12

I'm developing a model for financial purpose. I have the entire S&P500 components inside a folder, stored as many .hdf files. Each .hdf file has its own multi-index (year-week-minute).

An example of the sequential code (non parallelized):

import os
from classAsset import Asset


def model(current_period, previous_perdiod):
    # do stuff on the current period, based on stats derived from previous_period
    return results

if __name__ == '__main__':
    for hdf_file in os.listdir('data_path'):
        asset = Asset(hdf_file)
        for year in asset.data.index.get_level_values(0).unique().values:
            for week in asset.data.loc[year].index.get_level_values(0).unique().values:

                previous_period = asset.data.loc[(start):(end)].Open.values  # start and end are defined in another function
                current_period = asset.data.loc[year, week].Open.values

                model(current_period, previous_period)

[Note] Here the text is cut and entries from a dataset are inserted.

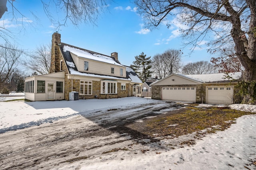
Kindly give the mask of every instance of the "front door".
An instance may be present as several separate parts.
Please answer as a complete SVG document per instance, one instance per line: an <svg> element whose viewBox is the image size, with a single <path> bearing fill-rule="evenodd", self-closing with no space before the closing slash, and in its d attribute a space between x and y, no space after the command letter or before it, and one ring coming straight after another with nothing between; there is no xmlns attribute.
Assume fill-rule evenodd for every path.
<svg viewBox="0 0 256 170"><path fill-rule="evenodd" d="M47 100L52 100L54 99L54 83L47 83Z"/></svg>

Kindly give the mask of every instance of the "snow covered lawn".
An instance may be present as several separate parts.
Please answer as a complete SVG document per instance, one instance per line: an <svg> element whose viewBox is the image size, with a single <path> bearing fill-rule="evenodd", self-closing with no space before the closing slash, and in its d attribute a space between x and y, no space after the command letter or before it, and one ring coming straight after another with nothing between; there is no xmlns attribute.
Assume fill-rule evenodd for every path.
<svg viewBox="0 0 256 170"><path fill-rule="evenodd" d="M146 116L148 113L180 109L171 108L172 104L135 97L0 102L0 169L256 168L256 115L238 118L224 131L199 133L199 139L196 132L175 138L136 139L111 130L115 123L141 122L153 118ZM230 106L256 112L255 105ZM194 144L175 146L188 141Z"/></svg>

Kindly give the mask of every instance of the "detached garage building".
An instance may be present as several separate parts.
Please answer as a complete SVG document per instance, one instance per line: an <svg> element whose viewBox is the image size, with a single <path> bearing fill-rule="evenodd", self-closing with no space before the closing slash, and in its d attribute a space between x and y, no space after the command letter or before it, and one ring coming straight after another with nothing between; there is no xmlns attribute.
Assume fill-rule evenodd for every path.
<svg viewBox="0 0 256 170"><path fill-rule="evenodd" d="M150 85L152 99L214 104L240 103L234 86L241 72L183 75L173 73Z"/></svg>

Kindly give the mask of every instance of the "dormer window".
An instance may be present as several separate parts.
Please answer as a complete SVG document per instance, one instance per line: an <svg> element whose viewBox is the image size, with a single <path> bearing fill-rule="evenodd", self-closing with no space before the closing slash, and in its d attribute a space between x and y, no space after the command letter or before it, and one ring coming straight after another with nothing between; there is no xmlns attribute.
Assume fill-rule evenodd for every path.
<svg viewBox="0 0 256 170"><path fill-rule="evenodd" d="M88 61L84 61L84 71L89 70L89 63Z"/></svg>

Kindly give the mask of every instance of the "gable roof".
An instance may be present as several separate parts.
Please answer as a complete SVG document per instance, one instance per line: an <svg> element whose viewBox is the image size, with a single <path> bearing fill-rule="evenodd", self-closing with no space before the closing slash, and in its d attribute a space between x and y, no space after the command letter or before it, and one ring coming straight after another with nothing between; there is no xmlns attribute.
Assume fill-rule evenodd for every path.
<svg viewBox="0 0 256 170"><path fill-rule="evenodd" d="M61 43L59 47L66 62L70 74L88 77L98 77L104 79L131 80L131 82L133 83L142 83L142 81L132 69L129 67L121 64L119 61L116 59L114 57L84 49L62 42ZM112 76L78 71L73 60L70 53L77 55L78 57L126 67L126 77Z"/></svg>
<svg viewBox="0 0 256 170"><path fill-rule="evenodd" d="M174 75L190 80L196 83L200 84L228 83L232 80L231 79L227 78L226 77L227 74L224 73L188 75L172 73L162 79L161 79L160 80L158 80L157 81L152 83L150 84L150 85L154 85L156 83L161 82L161 81ZM242 76L242 73L228 73L228 75L232 77L232 78L234 80L238 80L241 78Z"/></svg>
<svg viewBox="0 0 256 170"><path fill-rule="evenodd" d="M62 43L62 50L64 52L69 51L70 53L72 53L79 57L124 66L120 63L119 61L116 60L113 57Z"/></svg>
<svg viewBox="0 0 256 170"><path fill-rule="evenodd" d="M230 73L228 75L233 79L238 80L241 78L242 73ZM180 75L203 83L229 82L232 80L231 79L227 78L227 75L224 73Z"/></svg>
<svg viewBox="0 0 256 170"><path fill-rule="evenodd" d="M130 67L126 67L126 78L130 78L132 80L132 82L137 83L142 83L142 82L141 80L139 78L135 71Z"/></svg>

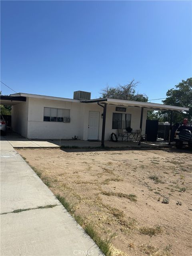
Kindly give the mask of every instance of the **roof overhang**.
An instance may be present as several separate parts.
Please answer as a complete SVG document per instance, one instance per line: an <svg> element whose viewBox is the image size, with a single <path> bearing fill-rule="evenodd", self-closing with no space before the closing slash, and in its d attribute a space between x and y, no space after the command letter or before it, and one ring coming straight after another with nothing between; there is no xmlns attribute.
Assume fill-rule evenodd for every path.
<svg viewBox="0 0 192 256"><path fill-rule="evenodd" d="M144 108L148 110L176 110L177 111L188 111L188 108L178 107L174 106L169 106L160 104L159 103L152 103L151 102L143 102L139 101L132 101L131 100L116 100L115 99L95 99L89 100L81 100L81 102L84 103L92 103L95 102L106 103L108 105L118 106L122 107L132 108Z"/></svg>
<svg viewBox="0 0 192 256"><path fill-rule="evenodd" d="M26 101L26 97L21 96L4 96L0 95L1 105L13 106Z"/></svg>
<svg viewBox="0 0 192 256"><path fill-rule="evenodd" d="M74 100L73 99L68 99L67 98L61 98L60 97L54 97L54 96L47 96L46 95L40 95L39 94L32 94L28 93L23 93L22 92L19 92L18 93L15 93L12 94L10 94L10 96L12 96L14 97L18 96L23 96L28 98L34 98L38 99L44 99L46 100L59 100L60 101L70 101L74 102L80 102L79 100Z"/></svg>

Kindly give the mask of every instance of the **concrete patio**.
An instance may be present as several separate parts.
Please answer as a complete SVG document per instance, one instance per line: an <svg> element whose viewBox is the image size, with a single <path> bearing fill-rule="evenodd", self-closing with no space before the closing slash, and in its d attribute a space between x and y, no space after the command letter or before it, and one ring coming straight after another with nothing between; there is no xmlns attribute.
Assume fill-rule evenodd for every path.
<svg viewBox="0 0 192 256"><path fill-rule="evenodd" d="M5 140L0 157L1 255L103 255Z"/></svg>
<svg viewBox="0 0 192 256"><path fill-rule="evenodd" d="M7 134L6 136L1 136L1 140L7 140L14 148L99 148L101 147L100 141L89 141L87 140L30 140L24 138L14 132ZM172 144L174 144L172 143ZM121 140L114 142L106 140L105 146L111 148L150 148L169 147L168 142L163 140L159 140L155 142L142 142L140 146L138 145L137 141Z"/></svg>

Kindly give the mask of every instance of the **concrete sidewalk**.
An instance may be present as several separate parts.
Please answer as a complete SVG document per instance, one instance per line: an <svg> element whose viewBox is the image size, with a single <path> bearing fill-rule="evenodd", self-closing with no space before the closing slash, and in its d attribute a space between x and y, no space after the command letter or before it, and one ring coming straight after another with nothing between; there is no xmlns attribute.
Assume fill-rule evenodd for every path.
<svg viewBox="0 0 192 256"><path fill-rule="evenodd" d="M27 210L11 212L19 209ZM6 140L1 141L0 212L2 256L102 255Z"/></svg>

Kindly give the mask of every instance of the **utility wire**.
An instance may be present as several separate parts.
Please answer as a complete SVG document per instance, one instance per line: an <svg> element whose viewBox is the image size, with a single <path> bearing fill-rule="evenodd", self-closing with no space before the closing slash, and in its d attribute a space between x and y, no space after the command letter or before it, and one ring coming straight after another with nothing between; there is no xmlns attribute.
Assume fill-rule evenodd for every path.
<svg viewBox="0 0 192 256"><path fill-rule="evenodd" d="M8 86L8 85L7 85L6 84L4 84L4 83L3 83L2 82L1 82L1 81L0 81L0 82L1 82L1 83L2 83L2 84L4 84L4 85L5 85L6 86L7 86L7 87L8 87L8 88L9 88L11 90L12 90L12 91L13 91L14 92L16 92L16 93L18 93L18 92L16 92L15 91L14 91L14 90L13 90L9 86Z"/></svg>
<svg viewBox="0 0 192 256"><path fill-rule="evenodd" d="M164 99L166 99L166 98L162 98L160 99L153 99L153 100L148 100L147 101L149 101L149 100L164 100Z"/></svg>

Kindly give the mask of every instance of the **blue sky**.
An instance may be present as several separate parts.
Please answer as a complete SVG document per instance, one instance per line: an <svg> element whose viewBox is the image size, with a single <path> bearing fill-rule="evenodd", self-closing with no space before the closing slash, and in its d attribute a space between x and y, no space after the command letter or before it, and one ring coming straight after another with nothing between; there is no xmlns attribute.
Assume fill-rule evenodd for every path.
<svg viewBox="0 0 192 256"><path fill-rule="evenodd" d="M1 80L17 92L93 98L134 78L149 99L164 98L192 76L191 22L188 1L1 1Z"/></svg>

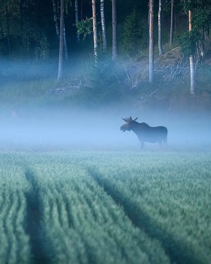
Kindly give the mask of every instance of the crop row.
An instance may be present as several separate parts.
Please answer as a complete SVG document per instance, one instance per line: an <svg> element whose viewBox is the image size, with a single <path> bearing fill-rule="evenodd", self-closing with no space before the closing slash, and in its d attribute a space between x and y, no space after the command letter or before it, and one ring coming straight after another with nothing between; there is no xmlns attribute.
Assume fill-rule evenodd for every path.
<svg viewBox="0 0 211 264"><path fill-rule="evenodd" d="M102 154L86 166L134 222L160 241L172 262L209 263L210 154L123 156Z"/></svg>
<svg viewBox="0 0 211 264"><path fill-rule="evenodd" d="M52 262L169 262L159 243L134 227L86 170L55 163L33 172Z"/></svg>
<svg viewBox="0 0 211 264"><path fill-rule="evenodd" d="M0 164L0 263L28 263L31 259L29 237L26 234L25 193L29 186L17 166Z"/></svg>

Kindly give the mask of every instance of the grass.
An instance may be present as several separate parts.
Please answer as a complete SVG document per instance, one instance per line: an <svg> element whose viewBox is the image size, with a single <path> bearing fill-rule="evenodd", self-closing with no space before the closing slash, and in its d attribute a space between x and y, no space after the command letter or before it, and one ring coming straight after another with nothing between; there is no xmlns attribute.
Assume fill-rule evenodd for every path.
<svg viewBox="0 0 211 264"><path fill-rule="evenodd" d="M210 158L2 152L0 262L209 263Z"/></svg>

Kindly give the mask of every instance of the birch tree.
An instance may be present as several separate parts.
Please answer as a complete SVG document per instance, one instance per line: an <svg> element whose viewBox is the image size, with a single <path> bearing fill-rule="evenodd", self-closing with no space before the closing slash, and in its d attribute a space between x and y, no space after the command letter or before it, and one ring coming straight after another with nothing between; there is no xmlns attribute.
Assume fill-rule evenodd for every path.
<svg viewBox="0 0 211 264"><path fill-rule="evenodd" d="M65 19L64 0L61 0L60 14L60 34L59 36L59 55L58 70L58 79L59 81L62 77L63 74L64 49L64 22Z"/></svg>
<svg viewBox="0 0 211 264"><path fill-rule="evenodd" d="M80 20L81 20L81 20L83 20L83 0L81 0L81 2L80 2Z"/></svg>
<svg viewBox="0 0 211 264"><path fill-rule="evenodd" d="M107 39L106 30L106 23L104 14L104 0L100 0L100 18L102 26L102 49L106 49L107 47Z"/></svg>
<svg viewBox="0 0 211 264"><path fill-rule="evenodd" d="M55 28L56 30L56 36L58 39L59 39L59 30L58 28L58 26L57 22L57 7L55 2L55 0L52 0L53 4L53 11L54 20ZM64 20L64 49L65 50L65 58L66 60L68 59L68 47L67 45L67 42L66 41L66 36L65 33L65 22Z"/></svg>
<svg viewBox="0 0 211 264"><path fill-rule="evenodd" d="M189 18L189 31L193 29L193 25L191 21L192 13L191 10L188 11ZM191 93L195 95L196 94L196 86L195 78L195 66L194 62L194 54L193 52L191 52L190 57L190 70L191 72Z"/></svg>
<svg viewBox="0 0 211 264"><path fill-rule="evenodd" d="M170 30L170 45L174 42L174 0L171 0L171 29Z"/></svg>
<svg viewBox="0 0 211 264"><path fill-rule="evenodd" d="M55 2L55 0L52 0L52 2L53 3L53 17L54 20L55 28L56 29L56 36L57 36L57 37L58 39L59 38L59 30L58 26L58 23L57 23L57 16L56 12L56 4Z"/></svg>
<svg viewBox="0 0 211 264"><path fill-rule="evenodd" d="M160 56L163 54L162 44L162 13L163 10L163 0L159 0L159 9L158 10L158 47L159 55Z"/></svg>
<svg viewBox="0 0 211 264"><path fill-rule="evenodd" d="M75 0L75 23L78 22L78 0ZM77 34L77 41L80 41L80 36L79 34Z"/></svg>
<svg viewBox="0 0 211 264"><path fill-rule="evenodd" d="M95 0L92 0L92 15L93 22L93 37L94 38L94 49L95 64L97 63L97 19L96 13L96 3Z"/></svg>
<svg viewBox="0 0 211 264"><path fill-rule="evenodd" d="M150 45L149 49L149 81L153 83L154 79L154 0L150 0Z"/></svg>
<svg viewBox="0 0 211 264"><path fill-rule="evenodd" d="M112 1L112 60L115 60L118 56L117 22L116 18L116 0Z"/></svg>
<svg viewBox="0 0 211 264"><path fill-rule="evenodd" d="M149 8L148 10L148 20L147 20L147 35L146 40L146 45L147 48L149 48L150 45L150 0L149 0L148 3Z"/></svg>

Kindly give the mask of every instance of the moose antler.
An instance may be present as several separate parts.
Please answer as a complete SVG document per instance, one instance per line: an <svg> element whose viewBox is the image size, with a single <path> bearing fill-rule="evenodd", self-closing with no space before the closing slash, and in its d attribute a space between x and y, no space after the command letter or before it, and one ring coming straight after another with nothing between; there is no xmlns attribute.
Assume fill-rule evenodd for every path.
<svg viewBox="0 0 211 264"><path fill-rule="evenodd" d="M133 120L131 116L130 116L130 117L127 117L126 118L122 118L123 120L126 123L132 123L132 122L135 121L138 118L137 117L134 120Z"/></svg>

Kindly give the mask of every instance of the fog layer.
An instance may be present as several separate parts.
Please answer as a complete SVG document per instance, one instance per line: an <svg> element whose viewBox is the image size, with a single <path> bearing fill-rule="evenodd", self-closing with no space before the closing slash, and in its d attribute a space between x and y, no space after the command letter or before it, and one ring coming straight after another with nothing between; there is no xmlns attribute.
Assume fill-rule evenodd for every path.
<svg viewBox="0 0 211 264"><path fill-rule="evenodd" d="M164 113L153 109L144 113L120 106L95 110L53 107L5 110L0 117L1 148L138 149L140 144L136 135L120 130L125 123L122 118L130 116L151 126L166 127L169 149L211 147L210 115ZM146 143L145 147L159 149L157 143Z"/></svg>

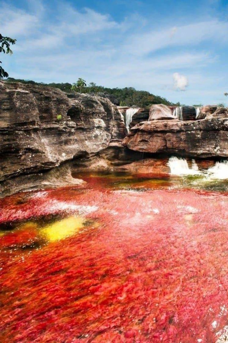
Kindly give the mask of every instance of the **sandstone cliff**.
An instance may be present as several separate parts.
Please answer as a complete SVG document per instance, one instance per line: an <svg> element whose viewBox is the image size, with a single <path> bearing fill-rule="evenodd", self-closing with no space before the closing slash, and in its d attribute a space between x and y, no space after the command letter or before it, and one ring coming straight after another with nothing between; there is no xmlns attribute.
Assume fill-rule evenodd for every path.
<svg viewBox="0 0 228 343"><path fill-rule="evenodd" d="M155 120L140 123L123 144L136 151L184 156L228 156L228 118L199 120Z"/></svg>
<svg viewBox="0 0 228 343"><path fill-rule="evenodd" d="M0 82L0 181L119 146L126 134L108 99Z"/></svg>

To speed up the process, I'm using multiprocessing.pool to run the same algorithm on multiple .hdf files at the same time, so I'm quite satisfied with the processing speed (I have a 4c/8t CPU). But now I discovered Dask.

In Dask documentation 'DataFrame Overview' they indicate:

Trivially parallelizable operations (fast):

  • Elementwise operations: df.x + df.y, df * df
  • Row-wise selections: df[df.x > 0]
  • Loc: df.loc[4.0:10.5] (this is what interests me the most)

Also, in Dask documentation 'Use Cases' they indicate:

A programmer has a function that they want to run many times on different inputs. Their function and inputs might use arrays or dataframes internally, but conceptually their problem isn’t a single large array or dataframe.

They want to run these functions in parallel on their laptop while they prototype but they also intend to eventually use an in-house cluster. They wrap their function in dask.delayed and let the appropriate dask scheduler parallelize and load balance the work.

So I'm sure I'm missing something, or probably more than just something. What's the difference between processing many single pandas dataframes with multiprocessing.pool and dask.multiprocessing?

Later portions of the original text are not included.